Dan seterusnya, dan seterusnya, mari kita bayangkan saja.


            Tapi bagaimana jika ini benar-benar terjadi? Khayalan manusia tentu tidak akan berhenti.
Kemudian akan timbul perandaian lain ‘seandainya saja aku punya enam tangan’.
Jika Pencipta lagi-lagi mengabulkannya, pasti manusia meminta lagi. Delapan, sepuluh, dua puluh, lima puluh, yang jika diteruskan mungkin membuat manusia sama seperti serangga. Punya seribu tangan.


            Manusia memang begitu, ya. Tak pernah puas menjalani hidupnya.
Maka kemudian mereka sibuk mencari kepuasan dalam pengandaian, melalui imajinasi yang katanya adalah ‘hadiah spesial’ dari Pencipta.
Sebab kau tidak akan menemukannya pada makhluk lain.

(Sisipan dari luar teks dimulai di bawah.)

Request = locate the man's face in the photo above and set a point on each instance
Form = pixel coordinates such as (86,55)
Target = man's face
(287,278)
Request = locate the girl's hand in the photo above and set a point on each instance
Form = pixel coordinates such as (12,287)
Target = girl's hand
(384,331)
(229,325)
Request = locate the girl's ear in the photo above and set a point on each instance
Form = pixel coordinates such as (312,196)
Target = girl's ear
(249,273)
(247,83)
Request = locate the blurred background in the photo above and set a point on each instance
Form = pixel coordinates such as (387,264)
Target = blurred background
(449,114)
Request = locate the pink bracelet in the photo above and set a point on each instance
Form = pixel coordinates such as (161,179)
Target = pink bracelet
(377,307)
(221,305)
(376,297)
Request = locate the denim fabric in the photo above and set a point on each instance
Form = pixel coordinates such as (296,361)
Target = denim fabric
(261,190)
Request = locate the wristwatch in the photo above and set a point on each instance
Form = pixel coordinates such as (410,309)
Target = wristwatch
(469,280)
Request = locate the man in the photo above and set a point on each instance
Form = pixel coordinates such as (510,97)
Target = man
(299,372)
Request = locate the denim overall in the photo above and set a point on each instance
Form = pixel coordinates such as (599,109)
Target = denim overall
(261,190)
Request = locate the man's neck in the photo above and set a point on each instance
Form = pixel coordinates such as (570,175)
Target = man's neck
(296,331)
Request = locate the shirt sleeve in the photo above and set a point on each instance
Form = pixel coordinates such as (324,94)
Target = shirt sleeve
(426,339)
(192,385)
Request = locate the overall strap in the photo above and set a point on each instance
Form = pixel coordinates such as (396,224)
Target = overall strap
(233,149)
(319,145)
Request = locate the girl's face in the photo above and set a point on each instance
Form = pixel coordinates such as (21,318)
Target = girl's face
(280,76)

            Hanya manusia yang memiliki keahlian ini.
Keahlian yang membuatnya bisa berada di tempat lain, tanpa perlu raga.
Keahlian yang membuatnya bisa menghadirkan orang lain, tanpa perlu wujud nyata.
Keahlian yang membuatnya bisa melihat, menyentuh, mendengar, mencium, bahkan merasa, seluruh hal di dunia.
Keahlian yang sungguh ajaib.


            Entahlah, mengapa Pencipta mau memberikan hal seindah sekaligus se-berbahaya itu kepada para manusia yang tak tahu terima kasih.
Keahlian itu harusnya sudah lebih dari cukup untuk membuat mereka menemukan kepuasan dalam hidup. Meskipun ada sekian banyak batasan dalam dunia materi, Pencipta tidak menaruh pagar pembatas pada imaji mereka. Bebas, sebebas-bebasnya!
Tidak ada Hak Asasi Manusia, tidak ada Undang-undang, tidak ada Presiden, hukum negara, hakim, jaksa, polisi, pokoknya sama sekali tidak ada batasan. Sungguh!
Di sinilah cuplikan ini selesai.